Image of Photo of Prof Timothy R. Walsh

Tackling global AMR: Building bridges in a suboptimal geopolitical climate

21 February 2024 17.00 - 18.30
Add to Calendar21/02/2024 17:0021/02/2024 18:30Europe/LondonTackling global AMR: Building bridges in a suboptimal geopolitical climatehttps://www.jesus.cam.ac.uk//events/tackling-global-amr-building-bridges-suboptimal-geopolitical-climateVirtual seminarfalseDD/MM/YYYY15Jesus Collegeevent_12678confirmed
Virtual seminar

Professor Timothy R. Walsh (Director of Biology, Ineos Oxford Institute of Antimicrobial Research, and Professor of Medical Microbiology, Department of Biology, University of Oxford) will deliver a lecture on tackling global antimicrobial resistance . The lecture will be followed by a question and answer session.

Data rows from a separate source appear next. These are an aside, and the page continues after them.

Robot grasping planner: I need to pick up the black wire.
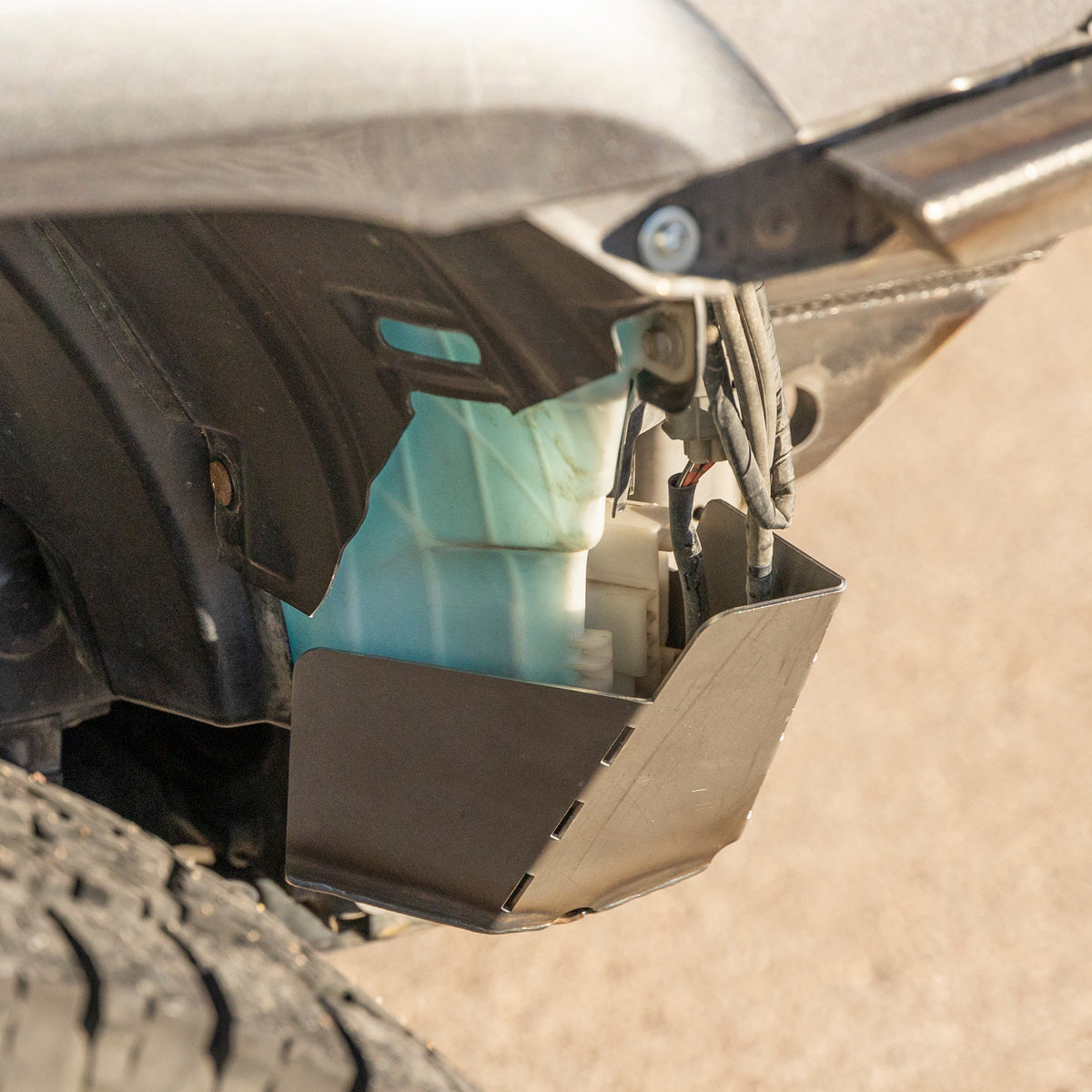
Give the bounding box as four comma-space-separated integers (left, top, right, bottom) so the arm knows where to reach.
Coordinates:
667, 474, 709, 641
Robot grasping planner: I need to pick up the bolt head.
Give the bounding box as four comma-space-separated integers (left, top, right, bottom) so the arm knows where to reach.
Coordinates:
637, 206, 701, 273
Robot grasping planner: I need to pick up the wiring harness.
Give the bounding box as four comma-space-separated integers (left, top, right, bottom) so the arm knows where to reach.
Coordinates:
668, 284, 796, 639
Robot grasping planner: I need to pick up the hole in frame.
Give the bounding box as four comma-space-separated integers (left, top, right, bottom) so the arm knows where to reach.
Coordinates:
600, 724, 633, 765
500, 873, 535, 914
551, 801, 584, 842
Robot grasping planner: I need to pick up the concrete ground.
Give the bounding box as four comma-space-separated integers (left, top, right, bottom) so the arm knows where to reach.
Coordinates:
328, 235, 1092, 1092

Professor Tim Walsh has been studying antimicrobial resistance (AMR) mechanisms for over 25 years, and publishes regularly in Nature and Lancet journals. Notably, in his career he has discovered and named two of the most notorious antibiotic resistant genes – NDM-1 and MCR-1. His work also helped discover the mobile tigecycline gene (tetX variant).   

Professor Walsh is director of BARNARDS, a Gates Foundation project on AMR, prospectively examining the burden of neonatal sepsis in Pakistan, India, Bangladesh, Rwanda, South Africa, Nigeria (Abuja and Kano) and Ethiopia. Follow up programs include assessing the risks of still- born infants and maternal care in sub-Sahara Africa and assessing the impact of access to affordable antibiotics. Studies in Pakistan include the role of insects in post-surgical infections and the unfortunate global trade of colistin in agriculture. Walsh was PI of DETER-XDR-CHINA, a study examining the spread and burden of AMR in public health sectors and hospitals in 30 provinces in China. He was also PI of CUT-SEC, a ‘one-health” project in China and Thailand. In addition to the above, he heads up a Wellcome Trust study examining the international impact of COVID on AMR.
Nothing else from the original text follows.